Durham Treatment Plant

This option would construct a drinking water treatment plant downstream of the Clean Water Services' Durham Wastewater Treatment Plant to capture the expanded flows from discharges to the lower Tualatin River.  Obtaining municipal water in this manner is safely practiced throughout the United States.  If selected, this water source would supplement current drinking water supplies from Hagg Lake and Barney Reservoir.

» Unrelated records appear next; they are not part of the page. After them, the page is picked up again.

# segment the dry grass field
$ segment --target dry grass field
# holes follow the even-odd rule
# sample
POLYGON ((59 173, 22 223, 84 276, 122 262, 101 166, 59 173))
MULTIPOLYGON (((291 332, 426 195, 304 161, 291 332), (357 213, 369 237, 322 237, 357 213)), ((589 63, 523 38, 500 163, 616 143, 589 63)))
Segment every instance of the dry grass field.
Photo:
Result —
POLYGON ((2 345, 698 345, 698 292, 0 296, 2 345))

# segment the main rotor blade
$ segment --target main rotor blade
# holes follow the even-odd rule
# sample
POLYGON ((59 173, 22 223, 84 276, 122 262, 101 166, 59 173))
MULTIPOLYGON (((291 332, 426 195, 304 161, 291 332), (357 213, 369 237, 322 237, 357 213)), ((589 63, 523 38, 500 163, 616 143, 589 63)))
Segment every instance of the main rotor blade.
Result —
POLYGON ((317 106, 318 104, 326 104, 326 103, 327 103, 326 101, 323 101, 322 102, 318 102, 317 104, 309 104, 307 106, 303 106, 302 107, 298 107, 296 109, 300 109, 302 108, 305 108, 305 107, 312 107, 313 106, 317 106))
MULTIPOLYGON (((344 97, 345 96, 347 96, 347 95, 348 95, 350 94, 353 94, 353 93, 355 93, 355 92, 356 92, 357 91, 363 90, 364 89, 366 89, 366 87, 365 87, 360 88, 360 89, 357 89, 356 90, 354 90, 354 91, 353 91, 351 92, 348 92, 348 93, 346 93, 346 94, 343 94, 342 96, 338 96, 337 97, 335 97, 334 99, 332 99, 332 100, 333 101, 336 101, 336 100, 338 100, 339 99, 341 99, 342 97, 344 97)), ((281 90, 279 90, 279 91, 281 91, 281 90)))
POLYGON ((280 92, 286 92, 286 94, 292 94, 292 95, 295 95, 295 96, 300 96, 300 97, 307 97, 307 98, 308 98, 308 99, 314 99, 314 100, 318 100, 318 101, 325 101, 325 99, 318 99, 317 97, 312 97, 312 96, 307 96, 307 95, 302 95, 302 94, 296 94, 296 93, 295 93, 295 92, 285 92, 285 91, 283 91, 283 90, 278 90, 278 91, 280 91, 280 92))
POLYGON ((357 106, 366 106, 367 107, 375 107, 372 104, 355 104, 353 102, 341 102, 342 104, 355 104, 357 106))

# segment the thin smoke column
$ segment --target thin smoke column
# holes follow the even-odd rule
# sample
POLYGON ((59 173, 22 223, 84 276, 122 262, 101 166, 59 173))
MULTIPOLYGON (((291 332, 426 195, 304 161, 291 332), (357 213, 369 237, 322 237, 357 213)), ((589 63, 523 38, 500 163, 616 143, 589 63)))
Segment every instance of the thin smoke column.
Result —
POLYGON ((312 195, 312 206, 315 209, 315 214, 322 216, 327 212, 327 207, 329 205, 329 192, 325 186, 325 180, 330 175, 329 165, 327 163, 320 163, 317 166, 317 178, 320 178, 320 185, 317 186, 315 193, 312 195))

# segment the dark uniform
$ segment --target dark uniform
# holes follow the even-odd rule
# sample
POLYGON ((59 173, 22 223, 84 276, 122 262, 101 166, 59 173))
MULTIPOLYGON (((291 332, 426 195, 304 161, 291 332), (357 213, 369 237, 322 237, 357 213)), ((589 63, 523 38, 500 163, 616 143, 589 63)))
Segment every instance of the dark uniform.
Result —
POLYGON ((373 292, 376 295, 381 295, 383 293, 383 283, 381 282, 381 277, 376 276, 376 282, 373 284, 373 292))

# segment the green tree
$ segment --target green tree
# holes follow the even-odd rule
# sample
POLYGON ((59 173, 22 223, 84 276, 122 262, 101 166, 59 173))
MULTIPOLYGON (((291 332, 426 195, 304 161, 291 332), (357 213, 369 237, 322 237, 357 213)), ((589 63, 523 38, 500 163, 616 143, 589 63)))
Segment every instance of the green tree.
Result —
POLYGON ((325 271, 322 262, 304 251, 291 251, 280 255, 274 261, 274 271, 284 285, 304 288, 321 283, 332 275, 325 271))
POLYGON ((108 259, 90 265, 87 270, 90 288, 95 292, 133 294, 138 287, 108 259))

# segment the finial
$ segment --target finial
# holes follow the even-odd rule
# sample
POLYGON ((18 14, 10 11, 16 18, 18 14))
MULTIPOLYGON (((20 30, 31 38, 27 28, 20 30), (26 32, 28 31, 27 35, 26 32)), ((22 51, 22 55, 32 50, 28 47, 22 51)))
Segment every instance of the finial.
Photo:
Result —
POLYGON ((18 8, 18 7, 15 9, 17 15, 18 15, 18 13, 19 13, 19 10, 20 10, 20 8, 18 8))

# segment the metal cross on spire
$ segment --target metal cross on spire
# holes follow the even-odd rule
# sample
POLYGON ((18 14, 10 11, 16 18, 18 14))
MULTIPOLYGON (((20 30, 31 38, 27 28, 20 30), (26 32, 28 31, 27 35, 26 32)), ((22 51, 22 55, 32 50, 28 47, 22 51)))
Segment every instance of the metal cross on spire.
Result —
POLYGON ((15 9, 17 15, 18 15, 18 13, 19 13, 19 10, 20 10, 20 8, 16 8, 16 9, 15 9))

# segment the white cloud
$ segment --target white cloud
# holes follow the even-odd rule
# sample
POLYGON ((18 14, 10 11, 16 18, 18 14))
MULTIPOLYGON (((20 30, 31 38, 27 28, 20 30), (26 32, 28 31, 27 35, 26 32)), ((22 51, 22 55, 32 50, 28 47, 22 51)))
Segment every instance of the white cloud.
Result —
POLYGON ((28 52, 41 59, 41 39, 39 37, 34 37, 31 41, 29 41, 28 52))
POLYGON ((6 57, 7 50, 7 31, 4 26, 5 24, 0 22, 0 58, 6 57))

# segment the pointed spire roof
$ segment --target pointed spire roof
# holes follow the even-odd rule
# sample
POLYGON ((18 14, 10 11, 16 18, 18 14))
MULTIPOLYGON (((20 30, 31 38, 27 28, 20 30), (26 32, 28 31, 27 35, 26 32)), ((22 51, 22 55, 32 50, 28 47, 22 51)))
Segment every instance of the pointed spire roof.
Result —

As population increases in Washington County, it is expected that discharges will increase from Clean Water Services wastewater treatment facilities. This option would capture those highly treated discharges and further treat them at a newly constructed drinking water treatment plant.

Water Quality

Clean Water Services treats waste water to the highest levels provided for under Oregon law. Additionally, a state-of-the-art drinking water treatment plant would be built to ensure water quality is similar to other options.  The Study contemplates additional analysis of the water quality potential of this option and the results are expected in the fall of 2011.


Initial estimates have rated the costs of this option high.  If water is determined to be available from this source year-round, then the Study will further develop more precise cost estimates.


A drinking water treatment plant would have to be constructed on the lower Tualatin River to accommodate this option.


Additional source storage is not required under this option.  

Treated water would continue to be stored throughout the JWC distribution systems in agency-owned reservoirs.  Some of the water would also be injected and stored in aquifers during the winter.  The water would then be recovered and used during the summer.  

Regulatory Issues

This project has significant regulatory hurdles with regard to water rights and water availability issues.

Water Rights

Under Oregon water law, it will be difficult to capture discharged water for new beneficial water uses because the lower Tualatin River is already over-allocated in the summer.  For that reason, and also because of the fact that new discharges are contractually guaranteed to the Tualatin Valley Irrigation District, the Study has determined that obtaining sufficient water supplies from this source is highly risky.  As a result, this option may not receive further exploration under the Study.

Land Use

Land use approvals for siting a new drinking water plant in the Durham area of Washington County would have to be obtained. This may or may not be difficult depending on the exact location.

Other Permitting

Reclaimed water is regulated by the Department of Environmental Quality in the state of Oregon. These regulations are generally applied to the use of treated wastewater for agricultural irrigation and not for drinking water purposes. The Study will have to assess whether these regulations can be adapted for drinking water purposes.


The Durham Treatment Plant Option was eliminated before the final ratings and criteria evaluation was done.  The iniitial investigation revealed that there would not be enough water produced at this site to meet Hillsboro's needs for the next 50 year planning period.  This is the only potential source that was entirely eliminated as an option, due to the fatal flaw of water supply deficiencies.